The same is true in the biology department at Huntsville, two and a half years after the shooting. Yet signs of a determined recovery abound. Ten new graduate students enrolled in August. The department has made university biochemist Debra Moriarity its chairwoman, and has hired two new faculty members. Leahy, a microbiologist, is back teaching full-time as of this term. And last week, structural biologists on the faculty hosted an international conference on the crystallization of biological macromolecules, attended by more than 200 scientists.

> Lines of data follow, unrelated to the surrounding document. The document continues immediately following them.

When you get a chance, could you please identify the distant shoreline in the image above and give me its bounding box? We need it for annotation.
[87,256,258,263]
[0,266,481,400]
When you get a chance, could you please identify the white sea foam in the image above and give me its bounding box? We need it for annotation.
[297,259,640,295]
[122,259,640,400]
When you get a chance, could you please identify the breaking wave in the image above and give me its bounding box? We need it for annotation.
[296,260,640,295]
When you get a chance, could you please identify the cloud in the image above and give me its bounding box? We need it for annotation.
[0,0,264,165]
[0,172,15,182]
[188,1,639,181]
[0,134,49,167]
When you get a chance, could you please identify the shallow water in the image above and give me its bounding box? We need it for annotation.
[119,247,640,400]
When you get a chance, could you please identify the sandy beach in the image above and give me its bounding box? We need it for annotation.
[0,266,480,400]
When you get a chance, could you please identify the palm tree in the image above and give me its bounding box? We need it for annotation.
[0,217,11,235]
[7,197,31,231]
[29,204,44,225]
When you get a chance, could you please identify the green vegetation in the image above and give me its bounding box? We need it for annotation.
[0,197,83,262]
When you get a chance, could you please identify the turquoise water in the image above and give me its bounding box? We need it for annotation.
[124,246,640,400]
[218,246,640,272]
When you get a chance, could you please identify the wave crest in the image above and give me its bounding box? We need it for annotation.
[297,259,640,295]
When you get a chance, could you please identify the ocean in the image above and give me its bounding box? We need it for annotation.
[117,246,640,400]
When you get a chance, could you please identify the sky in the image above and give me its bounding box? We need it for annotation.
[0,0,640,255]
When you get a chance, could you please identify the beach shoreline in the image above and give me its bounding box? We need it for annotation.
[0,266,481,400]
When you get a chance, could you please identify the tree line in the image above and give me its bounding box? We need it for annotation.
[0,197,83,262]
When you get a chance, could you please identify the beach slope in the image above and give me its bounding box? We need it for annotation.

In the state of Alabama, there are only two possible sentences for capital murder, with which Bishop, now 47, was charged: life in prison with no possibility of parole, or death by lethal injection or electrocution. Prosecutors said almost from the outset that they would seek the death penalty.

At first, Bishop pleaded not guilty “by reason of mental disease or defect”. Then, weeks before the trial was set to open last month, a heartening tale of human generosity began to unfold. It emerged that the spouse of one of the murdered biologists had written to judge Alan Mann, who would have the final say over the sentence if Bishop was found guilty. The letter-writer noted that his or her family had suffered greatly, but added that they could see no benefit in the loss of another life. The writer asked Mann to spare Bishop the death penalty.

The letter prompted Bishop to offer, through her lawyers, to change her plea to guilty if the prosecutors would drop their pursuit of the death penalty. The prosecutors sounded out the other survivors: the nine who had been in the conference room at the time of the shooting, and the families of the dead. None wanted the death penalty. A deal was reached and Bishop changed her plea to guilty.

Robert Broussard, the lead prosecutor on the case, told Nature this week that the common sentiment among the survivors “absolutely” swayed him not to seek the ultimate punishment. And so, on 24 September, after a brief trial, Bishop was sentenced to life behind bars.

In 25 years of prosecuting murders, Broussard said, he has never seen such equanimity in so many people affected by a violent crime. Those who will spend a lifetime bearing the wounds that Amy Bishop inflicted, inside and out, reached deep and found mercy.